Dans les années 1950, Chaurasia est venu au stade Talkatora de Delhi pour assister à un festival de la jeunesse, où il a rencontré le joueur de santo Pt Shiv Kumar Sharma et les deux sont devenus de bons amis. Avec le temps, ils sont également devenus des collaborateurs, faisant équipe pour des compositions dans des films tels que Silsila, Vijay et Chandni, entre autres.



Pandit Shiv Kumar Sharma, Pandit Hariprasad ChaurasiaUn jugalbandi avec Pandit Shiv Kumar Sharma (R).

Bien que Chaurasia ait connu un succès à Bollywood, l'acteur Sanjeev Kumar lui a dit (ainsi qu'à Sharma) qu'il n'aimait pas les deux harmoniums brandissant maintenant, et non les instruments pour lesquels ils étaient nés. Il nous a poussés à revenir à la musique classique et à ne composer que lorsque de bonnes comédies musicales étaient proposées, dit Chaurasia.



C'était dans les années 1980 et Chaurasia a décidé qu'il apprendrait à nouveau, cette fois de la recluse Annapurna Devi – fille d'Ustad Alauddin Khan. Cependant, elle a continué à refuser d'enseigner Chaurasia pendant trois ans. Elle disait qu'elle jouait du surbahar et ne pouvait pas enseigner la flûte. Je lui ai dit que j'étais là pour apprendre la musique. Puis elle m'a dit que je devais renoncer à tout l'apprentissage que j'ai. Je lui ai dit que si elle m'apprenait, je changerai ma position de flûte d'origine, dit Chaurasia. Devi a cédé après trois ans et il a changé sa position de droite à gauche, un exploit très difficile.

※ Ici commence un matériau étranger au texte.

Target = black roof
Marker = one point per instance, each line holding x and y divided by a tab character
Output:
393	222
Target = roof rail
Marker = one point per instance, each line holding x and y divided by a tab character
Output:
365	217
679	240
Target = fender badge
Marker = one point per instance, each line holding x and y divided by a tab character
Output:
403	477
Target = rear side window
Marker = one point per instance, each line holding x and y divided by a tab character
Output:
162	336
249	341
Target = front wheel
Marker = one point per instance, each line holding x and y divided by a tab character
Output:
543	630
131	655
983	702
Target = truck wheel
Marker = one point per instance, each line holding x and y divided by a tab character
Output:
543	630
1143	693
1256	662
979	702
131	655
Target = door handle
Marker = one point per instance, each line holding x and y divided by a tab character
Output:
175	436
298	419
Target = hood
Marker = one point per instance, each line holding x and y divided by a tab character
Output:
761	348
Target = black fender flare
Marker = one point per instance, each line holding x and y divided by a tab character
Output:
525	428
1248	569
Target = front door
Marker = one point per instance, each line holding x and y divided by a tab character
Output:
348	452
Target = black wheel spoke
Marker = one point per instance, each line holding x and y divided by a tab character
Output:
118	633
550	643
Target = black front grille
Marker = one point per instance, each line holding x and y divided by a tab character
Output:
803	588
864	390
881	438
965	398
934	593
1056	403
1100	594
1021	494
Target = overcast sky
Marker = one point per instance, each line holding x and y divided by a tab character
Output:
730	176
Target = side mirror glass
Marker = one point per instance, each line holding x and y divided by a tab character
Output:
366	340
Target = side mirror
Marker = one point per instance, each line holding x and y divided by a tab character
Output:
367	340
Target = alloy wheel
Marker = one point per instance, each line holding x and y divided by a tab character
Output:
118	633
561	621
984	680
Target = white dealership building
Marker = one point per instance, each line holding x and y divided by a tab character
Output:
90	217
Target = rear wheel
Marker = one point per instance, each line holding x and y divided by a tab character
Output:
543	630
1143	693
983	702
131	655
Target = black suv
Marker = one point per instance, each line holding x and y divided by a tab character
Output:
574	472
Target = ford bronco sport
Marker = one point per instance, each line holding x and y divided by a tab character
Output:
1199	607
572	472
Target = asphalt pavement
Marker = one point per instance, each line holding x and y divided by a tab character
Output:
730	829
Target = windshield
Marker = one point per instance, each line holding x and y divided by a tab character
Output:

La formation de Devi et la passion de Chaurasia ont alimenté une carrière remarquable pour lui, s'étalant sur des décennies. Maintenant, Chaurasia partage son temps entre son gurukul à Mumbai, Bhubaneshwar et aux Pays-Bas. J'apprécie beaucoup l'engagement des étudiants, même ceux qui viennent de pays étrangers. J'aime le format gurukul où je veux qu'ils vivent avec moi et apprennent dans un environnement chaleureux. C'est le fondement du gourou-shishya parampara, dit Chaurasia.



Maintenant, quand il n'enseigne pas ou ne se produit pas, Chaurasia passe son temps avec sa deuxième épouse Anuradha Roy, qu'il a épousée après le décès de sa première épouse Kamala, et ses petits-enfants. La routine riyaaz continue. Je suis ici pour jouer de la musique. C'est la seule chose qui me rend heureux. Je jouerai jusqu'à ce que je puisse soulever ce morceau de bambou, dit Chaurasia.